Posted by: mrtweeds | November 12, 2008

imperfections-in the land of doors

probably one of the first things you notice when you spend any significant amount of time in our house (after the crazy amounts of toys, disenchanted animals, and plethora of books littering the premises) is that pretty much no two doors in this house are exactly alike. the door knobs, latches, pulls, and what-have-you are all original to the house (as far as we know…) and they are all different.

some are simple, hand forged latches. this makes it difficult to child-proof, as at a very young age it’s easy to figure out “lift up=escape”.

door-latch1

and when it comes to knobs, we have painted wooden knobs, we have stained wooden knobs, we have metal knobs. but this one is my favorite:

front-door1

this is our front door. as you can see, our security system is really quite advanced. but the best thing about this, as you may notice, is that it’s upside down. see the keyhole up top there? pretty sure that it’s supposed to be the other way around. i read once that people used to install keyholes upside down because evil spirits trying to get into your house would be confused and become trapped in there, never making their way into your life. now THAT’S a good security system. the other theory is that somebody ordered the wrong hardware (or installed the door hinges on the wrong side) and instead of remedying the situation they just installed the knob and lock hardware upside down. either way, it suits the house. and me.

and then there are the bottoms of the doors. the one thing the doors do have in common is this:

gap

oh, the gaps. this consistently cracks me up. over the years the doors have been trimmed to better hang, open, and close. which, to be honest, is a good thing for doors to be able to do. but whether the floor has settled, the house has settled, or somebody was just a really bad judge of straight cuts, we have gaps at the bottoms of all our doors. they’re not even gaps, they are completely random. some start out at a quarter of an inch or so and end up at an inch and a half. or more.
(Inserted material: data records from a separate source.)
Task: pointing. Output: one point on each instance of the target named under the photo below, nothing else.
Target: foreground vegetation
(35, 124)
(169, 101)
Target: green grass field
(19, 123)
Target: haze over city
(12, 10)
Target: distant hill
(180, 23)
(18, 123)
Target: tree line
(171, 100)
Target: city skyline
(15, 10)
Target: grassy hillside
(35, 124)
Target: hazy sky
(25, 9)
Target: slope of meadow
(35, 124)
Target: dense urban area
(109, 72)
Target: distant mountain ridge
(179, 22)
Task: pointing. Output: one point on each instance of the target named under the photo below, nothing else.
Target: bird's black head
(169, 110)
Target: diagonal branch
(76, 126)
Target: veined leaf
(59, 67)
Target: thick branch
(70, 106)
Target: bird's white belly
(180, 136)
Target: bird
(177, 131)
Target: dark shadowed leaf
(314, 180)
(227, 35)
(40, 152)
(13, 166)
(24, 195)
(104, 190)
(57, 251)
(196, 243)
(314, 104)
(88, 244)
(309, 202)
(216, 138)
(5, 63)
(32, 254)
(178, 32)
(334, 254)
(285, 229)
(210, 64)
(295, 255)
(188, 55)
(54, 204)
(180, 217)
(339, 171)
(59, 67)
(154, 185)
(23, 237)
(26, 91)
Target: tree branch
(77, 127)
and see that little bare spot in the corner there, where all the paint has been worn off? yep. that’s the spot where the cats stick their paws out and scratch at the door to let us know that they’ve been accidentally shut in a room. it’s not uncommon to walk by a door and see an entire cat leg sticking out from underneath a door, and if you get down on the floor and look, they will take a swipe at you. seriously. you’ve been warned.

and then, last but not least, there’s the widest door in our house:

door

it’s noticably wider than the other doors, but it’s such a friendly thing, isn’t it? okay, so it’s not used particularly often (note the dutchman’s pipe which has overgrown on the outside) but it’s still a nice, big door welcoming you into our home, ready to let visitors come visit…except that’s not why it’s the widest door in our house. it’s the widest door because it’s the “coffin” door.

legend has it that once upon a time those handy things called funeral homes weren’t so popular and people had wakes and funerals in their homes. BUT of course in order to do that there had to be a door wide enough to get a coffin through, thus the coffin door. and this is ours.

like i said, it’s not used that often anymore, and i’m thinking that that’s a good thing…no coffins piling up waiting to get in. but i do enjoy being able to tell people “come on in…let’s go through the coffin door, shall we?” how hospitable.

because once again, i’m pretty sure coffin doors are not regularly installed as normal features in newly constructed houses these days. and while the coffin door might swell a bit in the summer and be a bit drafty in the winter, i’ll take it any day of the week.